声優業界では、女性声優にも声の資質のみならず優れた容貌も要求されるほど「アイドル化」が進行する現代日本において、今や「美」こそが正義であるという一面を誰が否定できるだろう。誰もが「格好いい」、「可愛い」人に憧憬を抱き、彼/彼女の隣を占有する自分の妄想に捗ることだろう。
一方で、世間一般における自分の美的価値を理解している人が九割以上を占めているのも事実だ。恋愛が風采の優劣によって成立するという論理はあまりに横暴だと思うが、自分を醜いと認めている人は恋愛に奥手にならざるを得ないし、容姿に恵まれた人がそうでない人の遭った憂き目を横目に明るい恋愛事情を過ごせているのは誰にも否定できぬこの世の理である。美しいものが優れており、醜いものが劣っているという理論は、現代に限らず美的感覚を所有する人間という生物の社会においては今も昔も原理原則として変わらない。その反動故か、恵まれた人が周囲の行きすぎた羨望と嫉妬によって蹂躙され、それを「税」と呼ぶには些か過剰なほど凄惨な未来が待ち受けている場合もある。
問題は、その「美意識」を煽動する広告動画が公然の事実として放送されていることにあると僕は考える。
美しくあるべきで、そうでない人間にはあらゆる権利がない。
人のコンプレックスを人質に脅迫するような軽薄な手口ではあるが、不愉快である一方、馬鹿馬鹿しいと一蹴しきれない一種の真実性を含んでしまっており、それを煽動している。
「コンプレックス商材」はほとんどが眉唾であるが、それを売り込もうとする市場が存在し、そのバックグラウンドには人々にこびりついた「美」に対するコンプレックスの存在がある。そして、それを抱かせようとする社会の潮流が人々の意識の根底で作用している。これが元凶である。

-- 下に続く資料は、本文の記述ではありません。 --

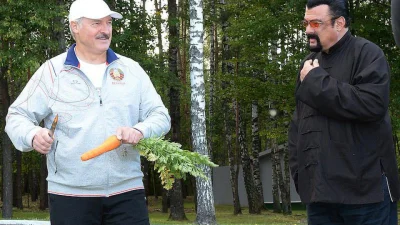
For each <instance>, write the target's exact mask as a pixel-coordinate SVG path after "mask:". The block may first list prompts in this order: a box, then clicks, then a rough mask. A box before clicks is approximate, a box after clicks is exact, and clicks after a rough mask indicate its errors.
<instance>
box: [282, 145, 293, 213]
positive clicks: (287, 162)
mask: <svg viewBox="0 0 400 225" xmlns="http://www.w3.org/2000/svg"><path fill="white" fill-rule="evenodd" d="M285 148H287V147H285ZM283 162H284V182H283V184H284V188H283V190H281V191H284V192H285V195H284V196H285V198H284V199H282V207H283V213H284V214H286V215H291V214H292V204H291V198H290V171H289V153H288V150H287V149H285V150H284V151H283Z"/></svg>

僕はこの「美」のインフレに抗えと言うのではない。むしろこれに従わなくては、恋愛もその他の人付き合いも難しい時代だ。度を超えない程度に「美」と真剣に向き合う必要がある。
だが、これ以上の美的価値観の洗練は、少子高齢化の問題の助長をしかねない要素に発展する。僕はそう予感している。それほどに危ういものがギリギリの淵で奇妙な均衡を保って、落ちずにいる状態では無いだろうか。
あなたは、「美のインフレ」を否定しきれるだろうか?
これだけ語っておきながら、自分もそれに毒されている一面があったことを、僕は否定できない。